I'm honoured. Thank you, Mr. Chair, and all the members of the committee, for inviting me here today to contribute my comments on the Proceeds of Crime (Money Laundering) and Terrorist Financing Act.
I'm a lawyer by training and the director of policy for Canada at the Foundation for Defense of Democracies, which is a Washington, D.C, based think tank devoted to national security and foreign policy. I also work closely with the Canadian Coalition Against Terror, a non-profit organization comprising Canadians terror victims, counterterrorism professionals, lawyers, and others dedicated to combatting terrorism and assisting terror victims in rebuilding their lives. I was honoured to be awarded a Queen Elizabeth II Diamond Jubilee Medal for my advancement of sound public policy on terrorism issues in Canada.
I mention these credentials only to give you context for my remarks today, which approach this five-year review of our AML and ATF legislation from a broader strategic and policy perspective. My recommendations in broad outlines are as follows.
First, consider creating a subdivision of terrorist financing that would focus specifically on the financing of radicalization activities. Our government continues to emphasize countering radicalization as a foundational component of combatting terrorism. If targeting terror financing is a tool for preventing terrorism, we should also stem the financing of radicalization in order to help prevent it. As long as the foreign patrons of extremist ideologies have an unfettered ability to invest billions of dollars in educational, religious, and cultural institutions in Canada and the west, the threat of extremism and radicalization and, by extension, the threat of terrorism will only grow.

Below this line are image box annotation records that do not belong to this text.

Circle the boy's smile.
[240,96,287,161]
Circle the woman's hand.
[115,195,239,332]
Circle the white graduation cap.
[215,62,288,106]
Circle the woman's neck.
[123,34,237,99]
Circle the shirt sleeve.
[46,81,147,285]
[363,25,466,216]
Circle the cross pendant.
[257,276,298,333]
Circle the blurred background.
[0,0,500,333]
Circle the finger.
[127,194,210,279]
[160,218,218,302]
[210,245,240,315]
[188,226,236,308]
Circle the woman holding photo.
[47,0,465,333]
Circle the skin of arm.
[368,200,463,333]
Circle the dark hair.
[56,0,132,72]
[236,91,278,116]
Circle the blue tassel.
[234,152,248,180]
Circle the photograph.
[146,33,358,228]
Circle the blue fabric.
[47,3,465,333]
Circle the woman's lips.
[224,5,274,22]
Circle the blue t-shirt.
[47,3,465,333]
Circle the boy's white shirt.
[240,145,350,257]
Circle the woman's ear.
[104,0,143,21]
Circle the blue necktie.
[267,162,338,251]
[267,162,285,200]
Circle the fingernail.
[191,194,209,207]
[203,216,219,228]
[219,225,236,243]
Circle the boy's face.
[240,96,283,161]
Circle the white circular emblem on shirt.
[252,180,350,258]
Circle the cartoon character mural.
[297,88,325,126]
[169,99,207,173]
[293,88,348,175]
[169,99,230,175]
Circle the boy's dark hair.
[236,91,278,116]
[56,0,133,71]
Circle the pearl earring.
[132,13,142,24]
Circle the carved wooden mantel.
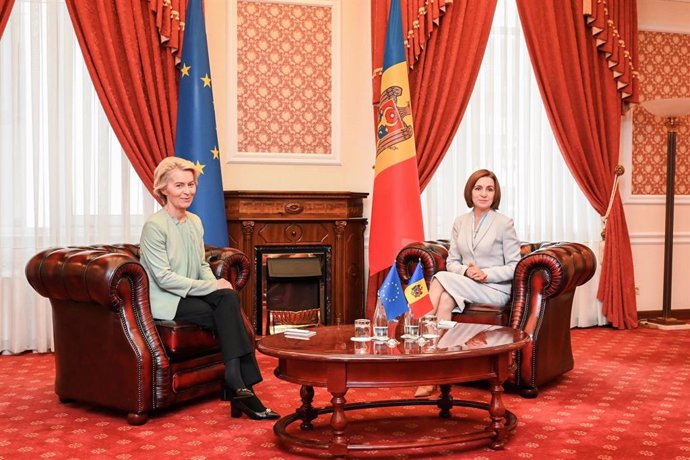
[225,191,368,327]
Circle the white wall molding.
[630,232,690,246]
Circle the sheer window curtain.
[0,0,157,353]
[422,0,607,327]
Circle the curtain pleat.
[67,0,177,190]
[0,0,14,37]
[517,0,637,329]
[371,0,453,78]
[367,0,496,313]
[584,0,639,103]
[148,0,187,64]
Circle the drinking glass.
[355,342,371,355]
[420,315,438,340]
[404,310,419,339]
[355,319,371,339]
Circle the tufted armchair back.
[396,240,596,397]
[26,244,254,425]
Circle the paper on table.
[284,329,316,337]
[284,334,313,340]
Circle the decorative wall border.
[630,232,690,246]
[228,0,342,165]
[620,24,690,205]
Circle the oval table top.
[257,323,530,362]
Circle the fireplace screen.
[256,246,331,335]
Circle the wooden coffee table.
[258,323,530,457]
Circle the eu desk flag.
[175,0,228,247]
[405,261,434,318]
[379,262,407,322]
[369,0,424,275]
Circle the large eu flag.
[369,0,424,275]
[175,0,228,247]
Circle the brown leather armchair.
[26,244,254,425]
[396,240,596,398]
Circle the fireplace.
[254,246,331,335]
[225,191,367,334]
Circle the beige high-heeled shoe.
[414,385,438,398]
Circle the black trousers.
[175,289,262,386]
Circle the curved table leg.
[295,385,319,431]
[436,385,453,418]
[489,382,508,450]
[328,390,348,458]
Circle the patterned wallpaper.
[632,31,690,195]
[237,0,333,155]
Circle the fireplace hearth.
[255,246,332,335]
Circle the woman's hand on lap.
[216,278,235,289]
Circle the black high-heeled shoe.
[221,387,254,401]
[230,399,280,420]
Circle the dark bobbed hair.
[465,169,501,211]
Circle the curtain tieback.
[599,165,625,264]
[601,165,625,240]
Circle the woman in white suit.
[416,169,520,396]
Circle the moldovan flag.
[369,0,424,275]
[405,261,434,318]
[175,0,228,247]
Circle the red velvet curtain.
[67,0,177,190]
[0,0,14,37]
[148,0,188,64]
[367,0,496,316]
[517,0,637,329]
[583,0,639,103]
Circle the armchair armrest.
[206,245,250,291]
[510,243,596,335]
[395,240,449,285]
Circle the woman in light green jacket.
[140,157,279,420]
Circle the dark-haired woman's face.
[472,177,496,212]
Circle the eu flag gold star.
[180,62,192,77]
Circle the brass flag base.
[640,316,690,331]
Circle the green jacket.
[140,209,217,320]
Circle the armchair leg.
[127,412,149,426]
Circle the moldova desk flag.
[405,261,434,318]
[379,262,407,322]
[369,0,424,275]
[175,0,228,247]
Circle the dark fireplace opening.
[255,246,331,335]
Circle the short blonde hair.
[153,157,199,204]
[465,169,501,211]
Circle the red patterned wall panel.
[237,0,333,156]
[632,31,690,195]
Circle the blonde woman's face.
[472,177,496,212]
[163,169,196,211]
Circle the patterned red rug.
[0,328,690,460]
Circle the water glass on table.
[403,309,419,339]
[355,319,371,340]
[420,315,439,340]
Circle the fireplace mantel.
[225,191,368,333]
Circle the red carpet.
[0,328,690,460]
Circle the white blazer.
[446,210,520,294]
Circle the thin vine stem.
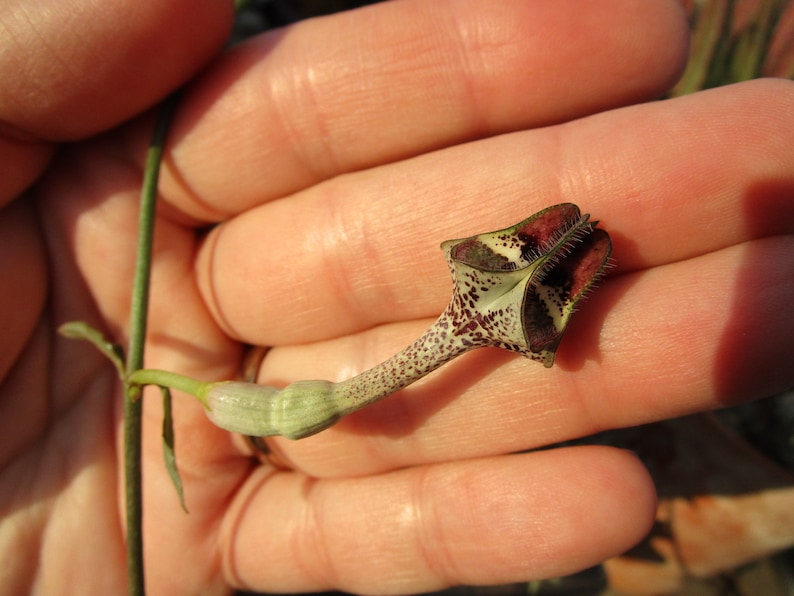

Just as FINTRAC is able to disclose information to the CRA when it has reasonable grounds to suspect that information would be relevant to money laundering, tax evasion, and the risk of terrorist abuse of the charitable sector, perhaps FINTRAC should also disclose information to the CRA when it suspects that information would be relevant to radicalization financing within the charitable or non-profit sectors.
Second, I noted with interest the testimony of Annette Ryan, who discussed the seized proceeds of crime being used to flow into the central revenue fund of the government, which is then the basis for departmental budgets. May I suggest that some portion, even a small portion, of the the seized funds, especially if they relate to terrorist financing, be directed into a fund that provides support for terror victims.
Subsection 83.14(5.1) of the Criminal Code provides that any proceeds that arise from the disposal of terrorist-related property may be used to compensate victims of terrorist activities in accordance with regulations made by the Governor in Council. To my knowledge, the Governor in Council has never created these regulations and the money has never been directed to terror victims. This compounds a larger problem, which is the dearth of government support for terror victims in Canada, particularly those who suffered their loss or damage from a terrorist attack abroad.
Third, from a larger policy perspective in the context of our AML and ATF efforts, and perhaps in respect of subsection 11.49(1) of the act specifically, Canada should be extremely cautious about allowing Canadian companies and financial institutions to conduct business in and with Iran, as it continues to entail profound risk, which the Financial Action Task Force has acknowledged.
Iran has not addressed the rampant money laundering issues that pervade all sectors of its economy, a problem worsened by systemic financial corruption throughout Iran's government bodies. The IRGC, which controls as much as one-third of Iran's economy, produces hundreds of millions of dollars in counterfeit money through its Quds Force, which is a listed terrorist entity here in Canada. The U.S. treasury secretary has said that IRGC Quds Force's counterfeiting scheme exposes the serious risks faced by anyone doing business with Iran, as the IRGC continues to obscure its involvement in Iran's economy and hide behind the facade of legitimate businesses to perpetrate its nefarious objectives.
Fourth, and on a more technical note, it should be a criminal offence for an entity or individual to structure transactions, in other words, to conduct a series of transactions to avoid reporting requirements. In the United States it's a crime to structure transactions. I recently spoke at length with Danny Glaser, who serves on the board of advisers of the Center on Sanctions and Illicit Finance at FDD, where I work. He previously served in the U.S. Department of the Treasury as assistant secretary for terrorist financing in the Office of Terrorism and Financial Intelligence. He told me that they get people in the U.S. a lot on the structuring offences, and he referred me specifically to title 31 of U.S. code section 5324.
Mr. Glaser added that the system with the requirement to submit an SAR or suspicious activity report for certain amounts of money is incredibly antiquated. Artificial intelligence and machine learning will ultimately determine if a person is acting consistently with their profile. Banks are already investing hundreds of millions of dollars in technology to monitor their clients' financial activities. So much will change in the financial world based on technology.
Fifth and finally, armoured car companies, which offer services that specialize in the secure transportation of cash and other valuable materials, need to be subject to our AML and ATF regime, as they are in the U.S. Again, according to Danny Glaser, armoured cars are one of the main ways in which drug cartels have gotten money from Mexico to the United States. It's very important, at least there, that they be regulated.
I have several other comments, but I will stop now due to time constraints. Thank you again for inviting me here today.